Third Sunday of Advent: Dreams, Signs and Wonders
Luke 1:26-56
I was talking to one of you the other day about beloved Christmas traditions we had growing up. I mentioned the Christmas pageant the Sunday School kids from my church would do every year. I made it my mission in life to be chosen as Mary when I was in the 6th grade. Only 6th grade girls could be Mary, which gave me time to study the situation. I gradually learned that you had to have long hair to be chosen as Mary, and preferably your had to have blonde or light brown hair, which is just so wrong. I had light brown hair, which I started growing long in the 4th grade and — voila! — I was Mary in the 6th grade Christmas pageant.
That was probably the last time I wanted to be Mary. As a budding feminist, I associated Mary with a gentleness and meekness that I did not wish to emulate. She was portrayed as this sort of empty vessel with little to no will of her own. Who wanted that?
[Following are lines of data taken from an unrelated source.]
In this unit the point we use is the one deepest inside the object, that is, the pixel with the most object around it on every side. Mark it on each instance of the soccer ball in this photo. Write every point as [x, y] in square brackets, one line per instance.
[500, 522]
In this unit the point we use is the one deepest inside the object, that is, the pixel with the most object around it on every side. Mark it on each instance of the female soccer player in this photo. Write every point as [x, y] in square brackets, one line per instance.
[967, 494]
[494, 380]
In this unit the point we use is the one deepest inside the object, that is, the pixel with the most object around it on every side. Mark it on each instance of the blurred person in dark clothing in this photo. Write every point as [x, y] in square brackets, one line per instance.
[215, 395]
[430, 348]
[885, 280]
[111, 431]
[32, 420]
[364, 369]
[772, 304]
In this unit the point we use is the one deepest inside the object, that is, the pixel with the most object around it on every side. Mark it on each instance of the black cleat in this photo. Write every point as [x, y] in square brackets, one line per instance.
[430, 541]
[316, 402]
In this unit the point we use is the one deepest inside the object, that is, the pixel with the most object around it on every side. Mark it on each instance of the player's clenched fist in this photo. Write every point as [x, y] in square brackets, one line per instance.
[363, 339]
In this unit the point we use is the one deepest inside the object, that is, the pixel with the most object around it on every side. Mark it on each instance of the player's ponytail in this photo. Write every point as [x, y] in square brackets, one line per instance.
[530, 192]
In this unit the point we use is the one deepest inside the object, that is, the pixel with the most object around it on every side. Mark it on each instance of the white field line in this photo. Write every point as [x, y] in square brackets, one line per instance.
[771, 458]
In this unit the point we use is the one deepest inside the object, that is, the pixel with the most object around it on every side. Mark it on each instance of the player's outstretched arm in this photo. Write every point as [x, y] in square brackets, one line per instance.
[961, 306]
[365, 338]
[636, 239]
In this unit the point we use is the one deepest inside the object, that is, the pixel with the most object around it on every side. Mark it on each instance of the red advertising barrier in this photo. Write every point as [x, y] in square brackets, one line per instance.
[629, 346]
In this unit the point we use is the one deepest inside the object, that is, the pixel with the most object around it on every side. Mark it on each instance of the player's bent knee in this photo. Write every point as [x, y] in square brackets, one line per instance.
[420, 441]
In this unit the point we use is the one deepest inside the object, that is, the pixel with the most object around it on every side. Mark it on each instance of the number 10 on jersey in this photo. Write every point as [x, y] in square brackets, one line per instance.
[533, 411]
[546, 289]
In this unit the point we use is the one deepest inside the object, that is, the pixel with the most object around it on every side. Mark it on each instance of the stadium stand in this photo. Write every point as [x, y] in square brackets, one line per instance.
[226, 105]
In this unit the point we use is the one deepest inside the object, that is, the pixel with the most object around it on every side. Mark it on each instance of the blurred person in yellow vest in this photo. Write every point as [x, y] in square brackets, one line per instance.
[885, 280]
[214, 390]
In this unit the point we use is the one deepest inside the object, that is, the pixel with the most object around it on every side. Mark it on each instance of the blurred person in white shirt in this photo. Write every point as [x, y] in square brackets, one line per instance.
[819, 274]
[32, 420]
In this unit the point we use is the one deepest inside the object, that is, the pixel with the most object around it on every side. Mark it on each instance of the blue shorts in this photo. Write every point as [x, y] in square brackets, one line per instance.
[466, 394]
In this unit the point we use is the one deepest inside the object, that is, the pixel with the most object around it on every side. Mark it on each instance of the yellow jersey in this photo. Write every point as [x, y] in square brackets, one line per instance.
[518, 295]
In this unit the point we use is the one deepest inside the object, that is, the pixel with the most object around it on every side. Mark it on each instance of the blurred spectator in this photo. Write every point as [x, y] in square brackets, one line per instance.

When I was doing my masters in feminist liberation theology, I and my classmates would roll our eyes whenever someone mentioned Mary’s reply to the angel Gabriel, when informed that she was about to conceive the Messiah: “Here I am, the servant of God; let it be with me according to your word.” We saw this as the epitome of what feminist theologian Mary Daly called the “totaled woman.”